According to a report issued by the Securities and Exchange Commission (SEC) on April 2, 2013, companies may use social media outlets such as Facebook, Tumblr, Twitter, and the like to make material public announcements in compliance with Regulation FD (Fair Disclosure) so long as they alert investors that they will use those social media channels to disseminate such information.
At issue was the question whether information released on social media could constitute selective disclosure by companies and therefore violate Regulation FD. Regulation FD requires company announcements to reach the public broadly and non-exclusively. The SEC’s report concluded that announcements using social media are subject to Regulation FD, but that such outlets would be covered by the SEC’s 2008 guidance (which originally only pertained to company websites) that material nonpublic information may be properly released through those forums when investors are told in advance where to look for the information.

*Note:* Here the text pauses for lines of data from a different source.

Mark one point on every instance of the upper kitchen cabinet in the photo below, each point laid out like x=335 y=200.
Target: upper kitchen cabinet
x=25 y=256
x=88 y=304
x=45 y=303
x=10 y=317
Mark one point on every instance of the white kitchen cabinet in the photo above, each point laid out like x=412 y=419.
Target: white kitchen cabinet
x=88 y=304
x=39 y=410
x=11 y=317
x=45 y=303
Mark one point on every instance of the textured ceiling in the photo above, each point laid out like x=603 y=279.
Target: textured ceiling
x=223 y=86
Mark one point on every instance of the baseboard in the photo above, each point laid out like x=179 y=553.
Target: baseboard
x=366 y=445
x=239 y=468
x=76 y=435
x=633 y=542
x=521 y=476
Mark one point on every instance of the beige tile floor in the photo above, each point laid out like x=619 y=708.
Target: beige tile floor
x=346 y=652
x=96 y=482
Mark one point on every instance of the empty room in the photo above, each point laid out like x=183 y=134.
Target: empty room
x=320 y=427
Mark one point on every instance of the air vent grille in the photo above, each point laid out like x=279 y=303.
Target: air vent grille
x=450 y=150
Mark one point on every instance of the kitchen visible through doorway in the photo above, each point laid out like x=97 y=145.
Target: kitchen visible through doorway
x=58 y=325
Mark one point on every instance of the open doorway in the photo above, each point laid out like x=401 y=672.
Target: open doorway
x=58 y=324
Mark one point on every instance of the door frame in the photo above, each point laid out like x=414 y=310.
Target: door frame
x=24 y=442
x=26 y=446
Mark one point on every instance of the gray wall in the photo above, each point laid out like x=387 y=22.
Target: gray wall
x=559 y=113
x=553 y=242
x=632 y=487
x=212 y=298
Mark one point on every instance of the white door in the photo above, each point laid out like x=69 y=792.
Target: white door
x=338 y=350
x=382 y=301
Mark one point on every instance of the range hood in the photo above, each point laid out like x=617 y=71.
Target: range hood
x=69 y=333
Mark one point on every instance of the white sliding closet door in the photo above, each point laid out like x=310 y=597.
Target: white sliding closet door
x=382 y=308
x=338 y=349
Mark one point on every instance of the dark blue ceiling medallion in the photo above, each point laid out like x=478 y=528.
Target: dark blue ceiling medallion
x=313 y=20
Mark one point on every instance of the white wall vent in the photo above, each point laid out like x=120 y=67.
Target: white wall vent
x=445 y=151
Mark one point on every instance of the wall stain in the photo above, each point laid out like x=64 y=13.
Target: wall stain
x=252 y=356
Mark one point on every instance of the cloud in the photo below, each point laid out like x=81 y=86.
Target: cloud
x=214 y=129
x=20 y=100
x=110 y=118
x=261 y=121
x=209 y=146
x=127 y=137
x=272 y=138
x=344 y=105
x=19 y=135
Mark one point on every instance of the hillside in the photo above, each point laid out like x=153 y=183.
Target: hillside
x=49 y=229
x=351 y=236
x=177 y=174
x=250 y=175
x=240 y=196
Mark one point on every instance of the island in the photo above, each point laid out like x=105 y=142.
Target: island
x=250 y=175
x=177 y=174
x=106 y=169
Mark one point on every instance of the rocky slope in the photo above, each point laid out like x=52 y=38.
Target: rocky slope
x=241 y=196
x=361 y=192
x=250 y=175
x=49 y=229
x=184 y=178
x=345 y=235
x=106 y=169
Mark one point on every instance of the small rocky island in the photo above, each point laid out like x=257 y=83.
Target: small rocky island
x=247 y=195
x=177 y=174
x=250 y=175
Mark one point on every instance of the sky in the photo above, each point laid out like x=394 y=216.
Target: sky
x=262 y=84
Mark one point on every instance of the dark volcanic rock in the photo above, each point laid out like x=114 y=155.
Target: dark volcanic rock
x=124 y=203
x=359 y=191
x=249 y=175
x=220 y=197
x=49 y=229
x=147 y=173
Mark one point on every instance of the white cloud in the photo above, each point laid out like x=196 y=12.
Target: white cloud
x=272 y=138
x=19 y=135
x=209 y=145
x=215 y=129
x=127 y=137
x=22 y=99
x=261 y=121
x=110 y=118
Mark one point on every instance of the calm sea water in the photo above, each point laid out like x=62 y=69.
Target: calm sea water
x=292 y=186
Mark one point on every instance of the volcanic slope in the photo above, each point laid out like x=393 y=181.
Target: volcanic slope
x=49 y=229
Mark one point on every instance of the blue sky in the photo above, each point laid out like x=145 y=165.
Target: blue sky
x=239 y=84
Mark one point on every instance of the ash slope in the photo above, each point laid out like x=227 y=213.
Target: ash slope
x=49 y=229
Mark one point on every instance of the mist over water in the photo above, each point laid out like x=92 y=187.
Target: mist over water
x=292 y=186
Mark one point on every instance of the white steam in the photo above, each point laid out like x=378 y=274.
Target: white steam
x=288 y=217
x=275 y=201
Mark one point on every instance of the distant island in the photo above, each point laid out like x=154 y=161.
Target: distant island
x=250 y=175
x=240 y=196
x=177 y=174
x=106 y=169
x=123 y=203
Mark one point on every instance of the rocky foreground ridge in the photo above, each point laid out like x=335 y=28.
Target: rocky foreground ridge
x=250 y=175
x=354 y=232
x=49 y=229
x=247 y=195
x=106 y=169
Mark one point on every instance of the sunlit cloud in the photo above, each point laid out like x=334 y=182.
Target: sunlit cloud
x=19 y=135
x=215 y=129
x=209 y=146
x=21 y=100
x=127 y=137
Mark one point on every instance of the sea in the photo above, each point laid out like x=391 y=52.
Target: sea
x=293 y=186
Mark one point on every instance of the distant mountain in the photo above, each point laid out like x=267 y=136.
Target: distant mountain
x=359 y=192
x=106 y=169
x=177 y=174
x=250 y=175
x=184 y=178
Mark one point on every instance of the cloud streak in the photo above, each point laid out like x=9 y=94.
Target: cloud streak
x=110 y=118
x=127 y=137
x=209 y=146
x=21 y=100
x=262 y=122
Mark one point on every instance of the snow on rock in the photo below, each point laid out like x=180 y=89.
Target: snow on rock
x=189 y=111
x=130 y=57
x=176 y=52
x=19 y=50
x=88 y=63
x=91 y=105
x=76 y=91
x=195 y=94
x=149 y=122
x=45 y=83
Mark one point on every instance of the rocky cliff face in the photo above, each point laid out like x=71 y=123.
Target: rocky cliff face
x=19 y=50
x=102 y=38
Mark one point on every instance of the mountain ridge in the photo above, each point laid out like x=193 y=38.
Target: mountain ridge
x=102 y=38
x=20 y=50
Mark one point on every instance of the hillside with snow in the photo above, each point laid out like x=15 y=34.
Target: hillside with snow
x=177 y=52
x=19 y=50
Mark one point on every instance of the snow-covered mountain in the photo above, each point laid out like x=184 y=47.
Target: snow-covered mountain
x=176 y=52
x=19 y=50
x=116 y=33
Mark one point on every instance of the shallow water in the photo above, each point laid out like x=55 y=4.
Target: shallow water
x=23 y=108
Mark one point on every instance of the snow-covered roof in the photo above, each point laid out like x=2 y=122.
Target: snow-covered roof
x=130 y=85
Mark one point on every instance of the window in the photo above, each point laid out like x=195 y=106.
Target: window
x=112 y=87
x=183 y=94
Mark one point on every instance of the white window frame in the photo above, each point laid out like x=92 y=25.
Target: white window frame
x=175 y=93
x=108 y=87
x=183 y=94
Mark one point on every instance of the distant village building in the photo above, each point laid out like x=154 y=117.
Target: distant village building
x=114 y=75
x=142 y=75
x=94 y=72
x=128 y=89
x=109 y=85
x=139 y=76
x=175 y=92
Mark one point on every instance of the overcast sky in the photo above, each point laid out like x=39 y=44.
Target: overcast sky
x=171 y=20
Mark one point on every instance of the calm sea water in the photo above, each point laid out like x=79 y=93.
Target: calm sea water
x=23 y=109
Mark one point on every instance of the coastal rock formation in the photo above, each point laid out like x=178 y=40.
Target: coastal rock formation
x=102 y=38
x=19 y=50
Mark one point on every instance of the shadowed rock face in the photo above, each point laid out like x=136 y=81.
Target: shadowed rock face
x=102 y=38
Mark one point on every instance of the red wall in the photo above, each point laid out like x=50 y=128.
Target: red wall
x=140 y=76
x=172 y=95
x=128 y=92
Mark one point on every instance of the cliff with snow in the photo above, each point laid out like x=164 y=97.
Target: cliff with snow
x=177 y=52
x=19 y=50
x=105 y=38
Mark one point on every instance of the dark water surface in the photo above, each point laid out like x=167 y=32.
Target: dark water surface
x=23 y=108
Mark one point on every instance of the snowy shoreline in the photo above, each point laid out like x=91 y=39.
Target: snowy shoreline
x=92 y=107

The SEC’s report provides clarity to companies seeking to take advantage of emerging means of communications. Companies should review their formal means of public communication (both traditional and non-traditional) and consider situations in which employees and others could make unplanned or inadvertent public announcements, and ensure that they either effectively restrict these avenues of communication or alert investors, the market and the media that these are potential sources of company information.
The SEC’s report was triggered by its consideration of a Facebook post made by Netflix, Inc. Chief Executive Officer Reed Hastings on his personal Facebook page on July 3, 2012. Mr. Hastings had posted that Netflix had streamed 1 billion hours of content during June 2012. The SEC was concerned that the announcement could constitute material nonpublic information and that it was made in a forum where Netflix (a public company) had not made any prior announcements and into which it had never said it might release information. The SEC also was concerned that the announcement was never reproduced on Netflix’s own website, by press release or by Form 8-K.
The SEC decided not to pursue an action against Netflix or Mr. Hastings, and admitted that the case’s facts reflect new and uncharted territory. Notwithstanding this, the SEC report stated that in the future the SEC would generally not consider the release of material nonpublic information on a company officer’s personal social media site to be an acceptable method of Regulation FD disclosure unless the company had previously announced that the site was a potential source of company information (thus putting investors, the market and the media on alert to check such social media page for updates).